Béliorak
Boss Borot (ボスボロット, Bosu Borotto), connu en France sous le nom de Béliorak, est un robot géant piloté emblématique de la trilogie Mazinger créée par Go Nagai. Il fait ses débuts dans la série anime Mazinger Z (1972-1973) et se distingue comme le seul robot « héroïque » à apparaître dans les trois séries TV originales : Mazinger Z, Great Mazinger (1974-1975) et UFO Robo Grendizer (Goldorak en VF, 1975-1977). Construit à partir de ferraille, il est le moyen d'introduire des moments comiques dans les séries de la trilogie[1]. Il apparaît dans épisodes Le jour du soleil levant (14) et Don Quichotte de l'espace (31) de Goldorak.
Il apparaît aussi dans des films passerelles (L'attaque du Dragosaure, etc.), des OVA (Mazinkaiser) et des reboots.
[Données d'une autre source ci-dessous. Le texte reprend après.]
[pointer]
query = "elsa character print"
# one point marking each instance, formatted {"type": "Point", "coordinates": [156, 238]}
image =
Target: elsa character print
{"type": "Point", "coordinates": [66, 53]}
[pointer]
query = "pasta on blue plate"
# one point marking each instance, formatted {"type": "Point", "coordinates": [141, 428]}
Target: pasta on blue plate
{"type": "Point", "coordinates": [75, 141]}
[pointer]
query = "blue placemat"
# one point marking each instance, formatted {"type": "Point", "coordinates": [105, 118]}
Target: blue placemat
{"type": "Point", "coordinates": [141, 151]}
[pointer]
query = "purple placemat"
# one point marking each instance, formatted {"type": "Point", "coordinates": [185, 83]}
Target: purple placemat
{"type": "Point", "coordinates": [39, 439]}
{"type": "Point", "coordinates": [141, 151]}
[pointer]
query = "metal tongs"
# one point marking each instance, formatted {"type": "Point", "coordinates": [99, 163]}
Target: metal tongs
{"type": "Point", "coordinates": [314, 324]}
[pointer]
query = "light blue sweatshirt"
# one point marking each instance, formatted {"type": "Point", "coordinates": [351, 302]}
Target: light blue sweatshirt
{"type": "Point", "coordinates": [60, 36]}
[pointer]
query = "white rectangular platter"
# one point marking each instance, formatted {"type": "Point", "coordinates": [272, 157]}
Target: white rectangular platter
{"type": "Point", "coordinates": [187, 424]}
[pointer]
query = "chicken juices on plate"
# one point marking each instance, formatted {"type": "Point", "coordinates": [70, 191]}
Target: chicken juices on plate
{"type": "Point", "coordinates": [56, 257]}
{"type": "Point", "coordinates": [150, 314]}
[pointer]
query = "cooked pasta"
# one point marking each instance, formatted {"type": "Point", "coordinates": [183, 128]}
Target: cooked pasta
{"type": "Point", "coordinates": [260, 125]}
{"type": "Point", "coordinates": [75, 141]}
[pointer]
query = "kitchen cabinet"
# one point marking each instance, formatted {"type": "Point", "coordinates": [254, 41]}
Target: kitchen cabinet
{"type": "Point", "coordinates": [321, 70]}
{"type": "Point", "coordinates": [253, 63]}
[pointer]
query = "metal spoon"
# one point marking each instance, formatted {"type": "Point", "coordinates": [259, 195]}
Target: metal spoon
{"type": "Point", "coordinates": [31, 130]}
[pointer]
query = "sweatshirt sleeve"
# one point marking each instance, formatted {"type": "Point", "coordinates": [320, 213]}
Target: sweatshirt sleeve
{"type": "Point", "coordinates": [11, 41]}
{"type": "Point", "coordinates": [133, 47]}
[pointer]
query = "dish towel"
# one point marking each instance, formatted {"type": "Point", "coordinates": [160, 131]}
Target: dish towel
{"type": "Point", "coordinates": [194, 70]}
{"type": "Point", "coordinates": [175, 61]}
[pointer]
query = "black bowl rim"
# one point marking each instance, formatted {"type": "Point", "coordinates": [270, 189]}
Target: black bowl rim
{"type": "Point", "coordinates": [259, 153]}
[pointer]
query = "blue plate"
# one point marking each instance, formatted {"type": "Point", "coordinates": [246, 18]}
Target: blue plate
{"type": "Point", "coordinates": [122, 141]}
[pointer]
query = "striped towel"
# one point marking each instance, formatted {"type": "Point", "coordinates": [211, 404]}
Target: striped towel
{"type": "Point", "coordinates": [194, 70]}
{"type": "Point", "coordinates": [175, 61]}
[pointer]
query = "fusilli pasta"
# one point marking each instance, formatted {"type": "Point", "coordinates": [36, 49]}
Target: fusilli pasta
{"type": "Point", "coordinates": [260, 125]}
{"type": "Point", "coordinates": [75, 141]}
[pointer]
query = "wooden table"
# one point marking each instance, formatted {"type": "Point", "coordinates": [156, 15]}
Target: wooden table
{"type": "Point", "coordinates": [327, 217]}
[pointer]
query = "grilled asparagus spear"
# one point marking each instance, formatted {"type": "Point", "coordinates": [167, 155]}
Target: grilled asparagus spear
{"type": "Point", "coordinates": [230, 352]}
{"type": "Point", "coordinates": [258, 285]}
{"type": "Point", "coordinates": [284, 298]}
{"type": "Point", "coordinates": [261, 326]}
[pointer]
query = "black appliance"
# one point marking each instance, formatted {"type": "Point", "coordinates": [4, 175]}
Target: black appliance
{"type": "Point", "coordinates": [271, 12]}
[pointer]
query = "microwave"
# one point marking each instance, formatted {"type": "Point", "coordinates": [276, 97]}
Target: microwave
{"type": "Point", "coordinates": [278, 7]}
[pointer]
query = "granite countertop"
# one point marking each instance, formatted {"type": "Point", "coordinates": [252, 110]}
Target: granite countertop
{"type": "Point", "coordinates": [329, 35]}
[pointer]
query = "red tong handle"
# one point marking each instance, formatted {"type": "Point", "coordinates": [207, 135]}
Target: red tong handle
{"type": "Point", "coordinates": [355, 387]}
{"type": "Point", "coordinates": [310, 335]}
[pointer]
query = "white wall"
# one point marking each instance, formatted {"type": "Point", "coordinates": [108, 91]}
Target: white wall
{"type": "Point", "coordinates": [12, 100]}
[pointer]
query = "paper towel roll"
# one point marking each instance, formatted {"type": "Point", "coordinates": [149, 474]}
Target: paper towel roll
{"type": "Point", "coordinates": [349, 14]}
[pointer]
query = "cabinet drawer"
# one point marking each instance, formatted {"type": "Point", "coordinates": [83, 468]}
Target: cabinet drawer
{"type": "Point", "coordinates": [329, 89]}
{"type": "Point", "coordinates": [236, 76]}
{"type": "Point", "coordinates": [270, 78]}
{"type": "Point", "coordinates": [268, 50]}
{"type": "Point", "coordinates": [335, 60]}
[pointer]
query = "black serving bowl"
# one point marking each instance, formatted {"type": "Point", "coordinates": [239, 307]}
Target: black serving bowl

Dans les films passerelles et suites non canoniques (films Toei des années 1970, Mazinger Z: Infinity, etc.), Boss Borot continue d’apparaître, souvent pour des gags ou des interventions décisives par chance ou persévérance. Il figure également dans de nombreux jeux Super Robot Wars, où il est un personnage récurrent apprécié pour son rôle comique et ses attaques absurdes[2].
Sommaire
Origine
Boss Borot est une création de Go Nagai (永井豪), mangaka pionnier du genre super robot. Dans le manga et l’anime Mazinger Z, le personnage de Boss (Bélier), lycéen délinquant jaloux de Kōji Kabuto, kidnappe les trois professeurs Sewashi, Nossori et Mori Mori pour se faire construire un robot rivalisant avec Mazinger Z dans l'épisode 48 diffusé le 28 octobre 1973[3]. Faute de matériaux de qualité, ils ont utilisé comme pièces et matériaux ce qu'ils ont trouvé dans la décharge où sont stockés les restes et débris des Kikaïju détruits.. Le robot débute dans l’épisode 48 de Mazinger Z (« Boss Borot commence le combat !! », diffusé le 28 octobre 1973).
Le nom « Borot » vient de boro-boro (ボロボロ, « en lambeaux » ou « qui s’effrite ») en référence à sa construction précaire, et constitue également un anagramme de « robot ». Il symbolise les tentatives maladroites des gens ordinaires face à la technologie surpuissante, tout en apportant humour et humanité à une série marquée par des combats épiques et des drames.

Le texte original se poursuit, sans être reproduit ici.